# Help! Wiring Issues?



## FSUfisher (Jul 16, 2007)

Hey guys,

I've been recently wiring my 16' jon for LED under-deck lights and off road lights on the bow. Today was the big moment where I hooked up my battery, and with great anticipation went to flick the switches- where I had my ultimate Clark Griswold moment.

The battery is in the back of the boat with 8 ga. wires running from it to the switch and negative bus bar. This length is approximately ten feet. From the switch, I have some 16-18 ga. wire running the two LEDs in series (the negative of the first goes to the positive lead of the second, then the negative to the second back to the bus bar ground). The same setup goes for the 55-watt off road lights, except I am running about another 9-10 feet of 14 ga. to them from the switch and back. They will come on dimly, but the LEDs won't light up at all. When I tested it the battery was at 10.3 volts, but I didn't check the amperage. Anybody have any clue where I'm wrong? Thanks!


----------



## DuckNut (Apr 3, 2009)

Move your truck close to the boat and run a jumper from the truck to use that battery instead of the one in the boat. If it works it is your battery. If it does not work you have a poor connection.


----------



## FSUfisher (Jul 16, 2007)

Thanks DuckNut. The truck battery trick showed me that my marine battery is going bad, and that the off road lights are wired okay, although I thought they'd be brighter. It's mixed news, and also explains why my troller has been acting up. Unfortunately it did not explain why I cannot wire my LEDs in series. After a lot of testing and head scratching I rewired them individually.


----------



## firecat1981 (Nov 27, 2007)

I might be mistaken, but aren't most LEDs designed to be linked parallel? I'm not sure about which kind you are using, but the ones in my house needed to be linked that way.


----------



## FSUfisher (Jul 16, 2007)

> I might be mistaken, but aren't most LEDs designed to be linked parallel? I'm not sure about which kind you are using, but the ones in my house needed to be linked that way.

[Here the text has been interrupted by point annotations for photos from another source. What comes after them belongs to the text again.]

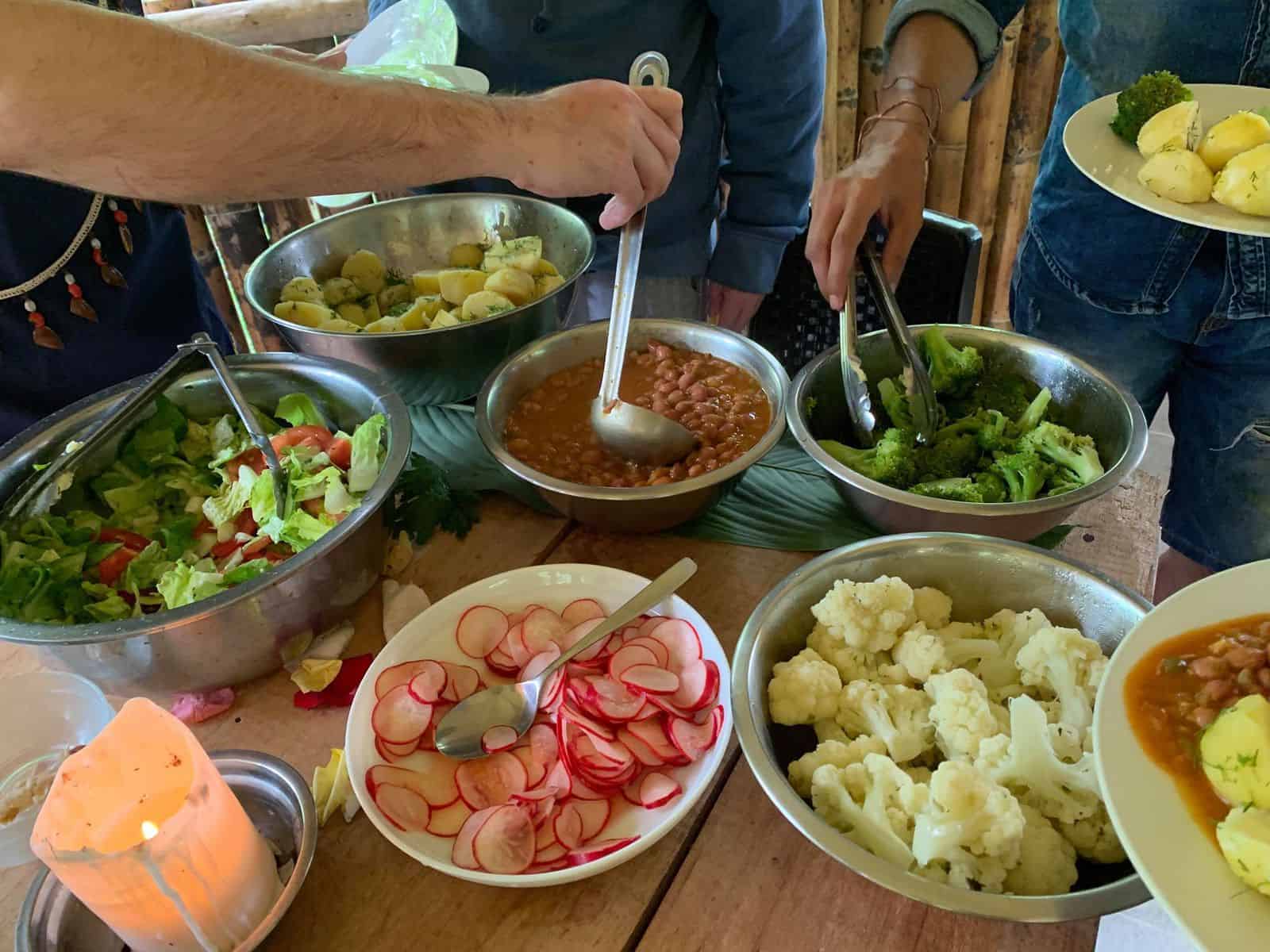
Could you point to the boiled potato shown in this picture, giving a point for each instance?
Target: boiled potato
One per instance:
(304, 313)
(524, 253)
(1175, 127)
(425, 282)
(365, 270)
(1244, 184)
(1235, 752)
(456, 285)
(394, 295)
(302, 290)
(1244, 837)
(467, 255)
(1231, 136)
(512, 283)
(337, 291)
(1178, 175)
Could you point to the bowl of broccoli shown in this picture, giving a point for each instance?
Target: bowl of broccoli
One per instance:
(1026, 433)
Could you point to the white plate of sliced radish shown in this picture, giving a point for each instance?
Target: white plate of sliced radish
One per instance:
(626, 739)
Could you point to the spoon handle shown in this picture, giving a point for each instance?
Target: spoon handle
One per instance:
(647, 67)
(652, 594)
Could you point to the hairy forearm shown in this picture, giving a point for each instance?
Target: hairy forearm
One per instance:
(146, 111)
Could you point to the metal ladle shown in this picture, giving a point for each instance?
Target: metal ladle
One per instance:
(634, 432)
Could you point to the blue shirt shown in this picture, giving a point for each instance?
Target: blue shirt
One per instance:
(1105, 251)
(751, 73)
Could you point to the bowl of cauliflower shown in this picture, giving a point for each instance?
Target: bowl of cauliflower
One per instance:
(921, 708)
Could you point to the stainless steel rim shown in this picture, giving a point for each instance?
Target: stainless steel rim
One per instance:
(399, 448)
(1127, 463)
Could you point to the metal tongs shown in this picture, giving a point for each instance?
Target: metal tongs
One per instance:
(918, 381)
(42, 490)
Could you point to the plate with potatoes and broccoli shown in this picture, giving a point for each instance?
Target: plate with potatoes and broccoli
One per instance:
(1198, 154)
(1181, 738)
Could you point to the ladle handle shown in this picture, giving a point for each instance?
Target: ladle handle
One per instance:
(647, 67)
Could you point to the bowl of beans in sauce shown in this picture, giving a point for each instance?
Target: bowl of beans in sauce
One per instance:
(535, 418)
(1181, 730)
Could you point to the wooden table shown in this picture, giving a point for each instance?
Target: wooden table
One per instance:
(732, 876)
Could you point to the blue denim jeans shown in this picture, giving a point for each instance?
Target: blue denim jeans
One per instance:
(1216, 372)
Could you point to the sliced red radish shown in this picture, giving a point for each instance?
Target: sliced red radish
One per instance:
(479, 630)
(403, 808)
(399, 719)
(492, 780)
(651, 679)
(505, 843)
(498, 738)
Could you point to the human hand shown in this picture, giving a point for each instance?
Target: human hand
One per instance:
(729, 308)
(597, 137)
(887, 179)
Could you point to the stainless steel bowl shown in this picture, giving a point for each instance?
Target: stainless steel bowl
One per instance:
(413, 234)
(237, 635)
(1085, 399)
(982, 575)
(645, 508)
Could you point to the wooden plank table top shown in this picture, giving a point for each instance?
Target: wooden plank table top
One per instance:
(730, 876)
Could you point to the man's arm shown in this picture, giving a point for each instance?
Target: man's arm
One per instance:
(933, 44)
(190, 120)
(772, 61)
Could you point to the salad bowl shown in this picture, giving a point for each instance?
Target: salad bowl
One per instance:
(241, 632)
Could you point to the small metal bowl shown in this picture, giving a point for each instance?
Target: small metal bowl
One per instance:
(1085, 399)
(410, 234)
(238, 635)
(982, 575)
(645, 508)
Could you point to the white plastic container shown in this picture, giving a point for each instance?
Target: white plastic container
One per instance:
(42, 712)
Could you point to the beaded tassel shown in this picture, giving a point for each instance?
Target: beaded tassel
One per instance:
(41, 333)
(79, 306)
(110, 273)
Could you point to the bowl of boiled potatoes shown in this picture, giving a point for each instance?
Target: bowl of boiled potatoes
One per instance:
(432, 291)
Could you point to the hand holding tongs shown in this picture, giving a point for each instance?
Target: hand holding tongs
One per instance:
(918, 381)
(41, 492)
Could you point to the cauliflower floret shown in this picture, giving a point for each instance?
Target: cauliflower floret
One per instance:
(1028, 765)
(1066, 664)
(969, 819)
(962, 715)
(1047, 862)
(1094, 838)
(933, 608)
(831, 752)
(854, 663)
(899, 716)
(873, 803)
(924, 653)
(803, 689)
(868, 615)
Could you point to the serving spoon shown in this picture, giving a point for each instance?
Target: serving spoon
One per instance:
(460, 733)
(630, 431)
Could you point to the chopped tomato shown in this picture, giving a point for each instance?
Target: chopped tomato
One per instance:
(111, 568)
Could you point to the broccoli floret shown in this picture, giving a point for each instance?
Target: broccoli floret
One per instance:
(1143, 99)
(952, 370)
(1024, 473)
(892, 461)
(958, 490)
(1075, 456)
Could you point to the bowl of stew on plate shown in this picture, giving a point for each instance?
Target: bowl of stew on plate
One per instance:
(533, 416)
(1181, 734)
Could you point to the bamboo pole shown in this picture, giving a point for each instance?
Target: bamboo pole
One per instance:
(990, 116)
(1035, 74)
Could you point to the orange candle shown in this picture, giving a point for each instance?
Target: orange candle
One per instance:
(144, 831)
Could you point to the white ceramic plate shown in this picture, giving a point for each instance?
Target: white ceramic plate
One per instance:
(1175, 857)
(432, 635)
(1111, 163)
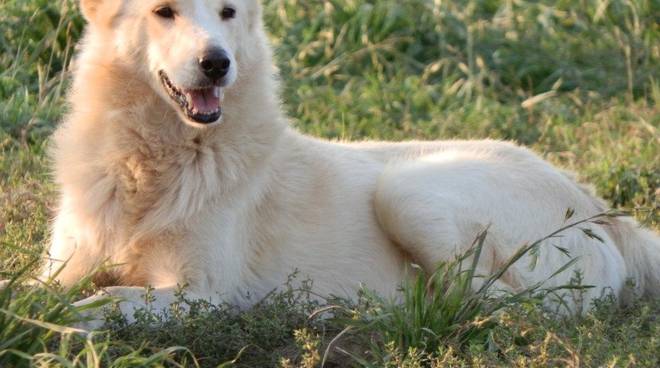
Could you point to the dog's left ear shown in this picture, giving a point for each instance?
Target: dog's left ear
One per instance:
(100, 11)
(254, 14)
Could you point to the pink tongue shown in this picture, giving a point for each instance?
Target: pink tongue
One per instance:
(203, 101)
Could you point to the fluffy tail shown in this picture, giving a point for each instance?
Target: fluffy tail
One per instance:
(641, 251)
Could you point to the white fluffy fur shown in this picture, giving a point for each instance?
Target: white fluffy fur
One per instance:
(232, 209)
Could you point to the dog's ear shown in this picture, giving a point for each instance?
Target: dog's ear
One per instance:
(100, 11)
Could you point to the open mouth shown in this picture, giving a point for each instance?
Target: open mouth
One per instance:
(201, 105)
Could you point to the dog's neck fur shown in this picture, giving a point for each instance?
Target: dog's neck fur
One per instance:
(140, 158)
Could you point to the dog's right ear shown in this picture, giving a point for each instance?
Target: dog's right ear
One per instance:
(100, 11)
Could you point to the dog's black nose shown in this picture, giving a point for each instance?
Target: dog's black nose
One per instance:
(215, 64)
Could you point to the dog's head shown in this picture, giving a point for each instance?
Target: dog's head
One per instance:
(188, 51)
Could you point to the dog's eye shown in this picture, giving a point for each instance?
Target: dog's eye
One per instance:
(228, 13)
(164, 12)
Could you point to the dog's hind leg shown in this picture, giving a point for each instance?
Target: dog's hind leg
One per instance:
(435, 207)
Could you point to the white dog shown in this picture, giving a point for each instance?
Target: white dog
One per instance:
(177, 164)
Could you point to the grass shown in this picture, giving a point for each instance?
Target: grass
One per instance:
(577, 81)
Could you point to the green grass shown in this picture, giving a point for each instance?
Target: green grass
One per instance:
(578, 81)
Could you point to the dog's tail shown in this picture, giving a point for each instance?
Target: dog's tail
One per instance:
(641, 251)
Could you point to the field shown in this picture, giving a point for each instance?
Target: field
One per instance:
(578, 81)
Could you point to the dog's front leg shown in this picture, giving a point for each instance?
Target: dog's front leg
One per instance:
(129, 301)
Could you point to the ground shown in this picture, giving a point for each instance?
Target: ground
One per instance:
(576, 81)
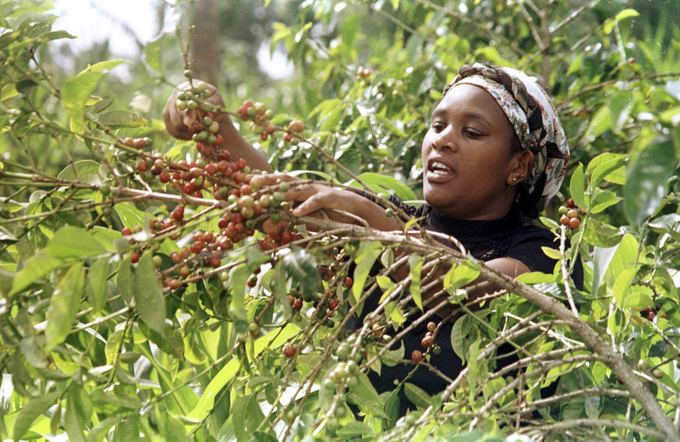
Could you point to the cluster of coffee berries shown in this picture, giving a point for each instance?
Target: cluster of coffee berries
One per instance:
(290, 350)
(136, 142)
(343, 372)
(259, 116)
(324, 305)
(428, 340)
(363, 73)
(194, 98)
(252, 202)
(571, 215)
(651, 312)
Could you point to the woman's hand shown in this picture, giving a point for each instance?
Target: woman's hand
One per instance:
(178, 122)
(315, 197)
(183, 124)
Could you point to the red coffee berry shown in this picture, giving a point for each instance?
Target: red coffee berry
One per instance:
(142, 166)
(210, 169)
(574, 223)
(347, 282)
(296, 126)
(427, 341)
(178, 213)
(184, 271)
(289, 351)
(197, 246)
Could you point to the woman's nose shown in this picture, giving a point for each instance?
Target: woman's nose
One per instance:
(444, 140)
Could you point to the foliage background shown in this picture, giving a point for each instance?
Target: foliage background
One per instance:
(377, 70)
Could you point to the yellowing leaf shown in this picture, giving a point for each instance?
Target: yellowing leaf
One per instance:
(64, 306)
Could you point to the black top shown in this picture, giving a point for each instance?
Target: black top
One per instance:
(512, 236)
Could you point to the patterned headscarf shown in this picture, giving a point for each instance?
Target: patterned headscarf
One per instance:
(534, 120)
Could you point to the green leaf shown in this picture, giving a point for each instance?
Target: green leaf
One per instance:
(97, 277)
(74, 242)
(356, 429)
(601, 234)
(129, 215)
(149, 299)
(648, 180)
(577, 186)
(303, 269)
(120, 119)
(85, 171)
(76, 91)
(459, 275)
(622, 284)
(64, 305)
(394, 313)
(34, 408)
(77, 415)
(625, 257)
(609, 24)
(639, 297)
(551, 253)
(152, 54)
(602, 200)
(604, 165)
(35, 268)
(363, 394)
(415, 263)
(125, 279)
(384, 184)
(393, 357)
(417, 395)
(127, 429)
(366, 256)
(536, 278)
(272, 340)
(458, 334)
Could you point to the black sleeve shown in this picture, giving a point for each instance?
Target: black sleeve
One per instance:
(412, 211)
(527, 247)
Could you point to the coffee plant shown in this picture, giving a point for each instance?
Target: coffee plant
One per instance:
(160, 289)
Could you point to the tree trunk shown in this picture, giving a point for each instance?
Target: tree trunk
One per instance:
(205, 51)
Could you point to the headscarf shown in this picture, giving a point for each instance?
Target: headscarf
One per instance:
(534, 120)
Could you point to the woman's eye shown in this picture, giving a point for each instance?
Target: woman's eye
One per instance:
(471, 133)
(438, 126)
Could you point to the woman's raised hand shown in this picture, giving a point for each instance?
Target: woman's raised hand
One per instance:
(317, 197)
(183, 122)
(179, 122)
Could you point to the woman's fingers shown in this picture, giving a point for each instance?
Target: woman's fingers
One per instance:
(178, 123)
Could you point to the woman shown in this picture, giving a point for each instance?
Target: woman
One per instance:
(494, 154)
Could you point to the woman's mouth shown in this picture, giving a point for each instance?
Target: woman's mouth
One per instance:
(438, 171)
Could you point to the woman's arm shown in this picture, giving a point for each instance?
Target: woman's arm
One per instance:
(178, 124)
(316, 197)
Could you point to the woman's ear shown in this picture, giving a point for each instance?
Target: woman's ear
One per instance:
(520, 167)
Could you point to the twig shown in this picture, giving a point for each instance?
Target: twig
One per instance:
(565, 273)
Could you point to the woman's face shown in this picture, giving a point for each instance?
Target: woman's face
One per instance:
(468, 162)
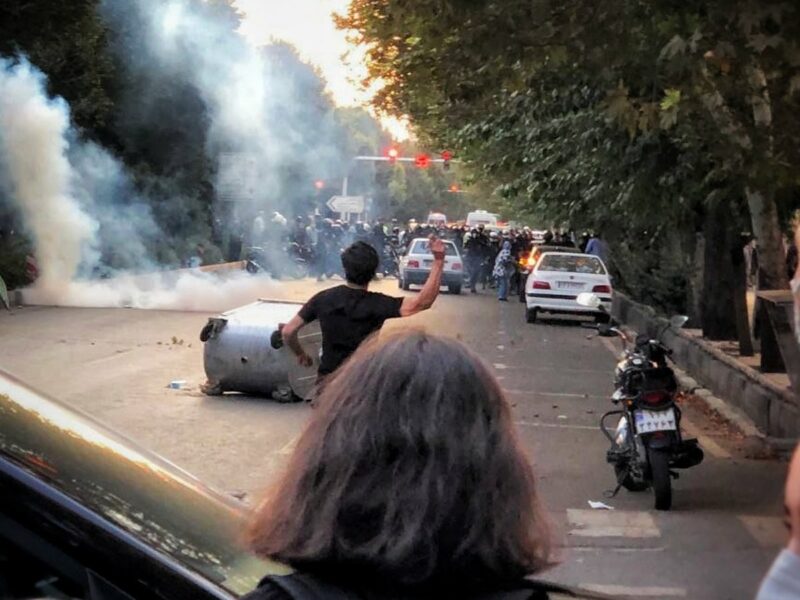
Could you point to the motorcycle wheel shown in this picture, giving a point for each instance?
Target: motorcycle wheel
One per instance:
(629, 482)
(662, 481)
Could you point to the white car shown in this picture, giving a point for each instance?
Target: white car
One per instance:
(558, 277)
(415, 266)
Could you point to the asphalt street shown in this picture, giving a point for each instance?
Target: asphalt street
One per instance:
(717, 542)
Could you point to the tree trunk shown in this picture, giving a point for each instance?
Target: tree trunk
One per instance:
(718, 317)
(739, 272)
(696, 269)
(767, 229)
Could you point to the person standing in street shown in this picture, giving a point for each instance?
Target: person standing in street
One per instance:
(783, 580)
(350, 313)
(474, 247)
(597, 247)
(796, 288)
(503, 266)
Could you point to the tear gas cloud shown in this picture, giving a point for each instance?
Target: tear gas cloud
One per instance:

Aha! That explains everything, and that is the way they ended up wired last night.


----------



## levip (Dec 4, 2010)

yeah i was thinking in a series youd only get half the voltage for each and if you ran wires for one and then went + to + and the - to - to the other one you should get full voltage that would be in paralel- if thats the way you did it i dont see why it wouldnt work HOWEVER if you went
- to+ and + to - that would cut the voltage in half and thereby reduce your light output by half and that would be wired in series


----------



## FSUfisher (Jul 16, 2007)

> yeah i was thinking  in a series youd only get half the voltage for each and if you ran wires for one and then went + to + and the - to -  to the other one you should get full voltage that would be in paralel- if thats the way you did it i dont see why it wouldnt work HOWEVER if you went
> - to+  and + to - that would cut the voltage in half and thereby reduce your light output by half and that  would be wired in series


Thanks Levi. Yeah, you are correct and I also rewired my off road lights in parallel for that exact reason.


----------